Problem Statement
Given a string s, partition s such that every substring of the partition is a palindrome. Return all possible palindrome partitioning of s.
LeetCode
Constraints
1 <= s.length <= 16
s contains only lowercase English letters.- For the recursive approach:
- n = 16,
2^16:65536, which is acceptable for backtracking with pruning.
- n = 16,
Examples
Example 1:
Input: s = "aab"
Output: [
["a", "a", "b"],
["aa", "b"]
]
Explanation:
There are two ways to partition the string such that each substring is a palindrome:
"a" | "a" | "b"
"aa" | "b"Example 2:
Input: s = "a"
Output: [
["a"]
]
Explanation: The only possible partition is the string itself, as it is already a palindrome.Example 3:
Input: s = "racecar"
Output: [
[ "r", "a", "c", "e", "c", "a", "r" ],
[ "r", "aceca", "r" ],
[ "racecar" ]
]
Explanation:
Possible palindrome partitions:
"r" | "a" | "c" | "e" | "c" | "a" | "r"
"r" | "aceca" | "r"
"racecar"Different Approaches
1️⃣ Backtracking
The key intuition here is:
- Recursive Exploration: For each starting index in the string, we check every possible ending index to see if the substring is a palindrome.
- Backtracking: If the substring is a palindrome, we include it in the current partition and recursively explore the remaining substring. When the partition reaches the end of the string, we add it to the result.

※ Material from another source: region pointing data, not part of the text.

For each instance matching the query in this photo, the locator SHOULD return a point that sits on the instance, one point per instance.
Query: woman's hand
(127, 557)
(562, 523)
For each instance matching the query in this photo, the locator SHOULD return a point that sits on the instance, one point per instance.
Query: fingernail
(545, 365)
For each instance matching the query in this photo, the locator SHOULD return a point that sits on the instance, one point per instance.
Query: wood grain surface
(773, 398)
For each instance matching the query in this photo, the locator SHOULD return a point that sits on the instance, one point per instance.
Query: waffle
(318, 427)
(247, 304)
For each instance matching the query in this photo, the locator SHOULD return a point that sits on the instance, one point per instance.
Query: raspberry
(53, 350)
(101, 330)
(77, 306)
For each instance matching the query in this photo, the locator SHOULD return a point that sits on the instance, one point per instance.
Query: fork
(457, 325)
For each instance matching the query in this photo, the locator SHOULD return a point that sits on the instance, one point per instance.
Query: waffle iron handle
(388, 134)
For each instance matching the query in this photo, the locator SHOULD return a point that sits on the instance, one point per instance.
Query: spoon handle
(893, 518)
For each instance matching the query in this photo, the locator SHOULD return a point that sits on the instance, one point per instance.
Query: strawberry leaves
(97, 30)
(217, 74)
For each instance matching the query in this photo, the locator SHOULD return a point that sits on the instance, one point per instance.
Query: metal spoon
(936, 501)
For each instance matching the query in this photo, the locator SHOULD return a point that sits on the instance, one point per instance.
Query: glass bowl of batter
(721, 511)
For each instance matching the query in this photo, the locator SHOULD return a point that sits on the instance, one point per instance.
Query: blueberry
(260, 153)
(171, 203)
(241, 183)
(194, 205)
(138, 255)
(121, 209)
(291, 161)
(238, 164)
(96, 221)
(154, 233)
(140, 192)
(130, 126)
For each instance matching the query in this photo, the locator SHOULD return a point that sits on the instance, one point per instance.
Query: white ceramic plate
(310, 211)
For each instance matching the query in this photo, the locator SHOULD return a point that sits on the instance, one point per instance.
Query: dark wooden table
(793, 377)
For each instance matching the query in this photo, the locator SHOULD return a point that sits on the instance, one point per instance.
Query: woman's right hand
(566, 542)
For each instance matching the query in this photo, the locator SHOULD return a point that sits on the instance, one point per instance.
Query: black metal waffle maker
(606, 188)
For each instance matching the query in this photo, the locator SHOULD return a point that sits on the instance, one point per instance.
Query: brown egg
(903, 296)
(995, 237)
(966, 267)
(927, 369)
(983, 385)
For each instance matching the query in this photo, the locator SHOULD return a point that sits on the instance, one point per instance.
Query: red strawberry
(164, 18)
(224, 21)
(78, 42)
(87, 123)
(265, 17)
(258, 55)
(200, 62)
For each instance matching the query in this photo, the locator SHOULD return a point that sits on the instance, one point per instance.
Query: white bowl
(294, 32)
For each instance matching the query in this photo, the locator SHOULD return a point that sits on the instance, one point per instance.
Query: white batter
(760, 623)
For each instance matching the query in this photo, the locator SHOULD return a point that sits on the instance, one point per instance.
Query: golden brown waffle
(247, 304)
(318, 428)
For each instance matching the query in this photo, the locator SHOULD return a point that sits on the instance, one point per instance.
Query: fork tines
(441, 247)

- Backtrack to Explore More Options: After adding a valid partition to the result, we backtrack by removing the last substring and continuing with other possible partitions.
Code:
#include <iostream>
#include <vector>
#include <string>
using namespace std;
class Solution {
public:
// Helper function to check if a substring is a palindrome
bool isPalindrome(const string& s, int left, int right) {
while (left < right) {
if (s[left] != s[right]) {
return false;
}
left++;
right--;
}
return true;
}
// Backtracking function to find all palindrome partitions
void backtrack(int start, const string& s, vector<string>& currentPartition, vector<vector<string>>& result) {
// Base case: if we have reached the end of the string, add the current partition to the result
if (start == s.size()) {
result.push_back(currentPartition);
return;
}
// Explore all possible end positions for the current substring
for (int end = start; end < s.size(); end++) {
if (isPalindrome(s, start, end)) { // Only proceed if it's a palindrome
// Choose the substring
currentPartition.push_back(s.substr(start, end - start + 1));
// Explore further partitions with the updated start position
backtrack(end + 1, s, currentPartition, result);
// Backtrack to explore other options
currentPartition.pop_back();
}
}
}
// Main function to initiate the partitioning process
vector<vector<string>> partition(string s) {
vector<vector<string>> result;
vector<string> currentPartition;
backtrack(0, s, currentPartition, result);
return result;
}
};
// Helper function to print the result
void printPartitions(const vector<vector<string>>& partitions) {
for (const auto& partition : partitions) {
cout << "[ ";
for (const string& str : partition) {
cout << "\"" << str << "\" ";
}
cout << "]";
}
cout << endl;
}
int main() {
Solution solution;
string s = "aab";
vector<vector<string>> partitions = solution.partition(s);
cout << "Palindrome partitions of \"" << s << "\":" << endl;
printPartitions(partitions);
return 0;
}Complexity Analysis:
- Time Complexity:
O(2^n), due to the exponential number of possible partitions. - Space Complexity:
O(n), for the recursion stack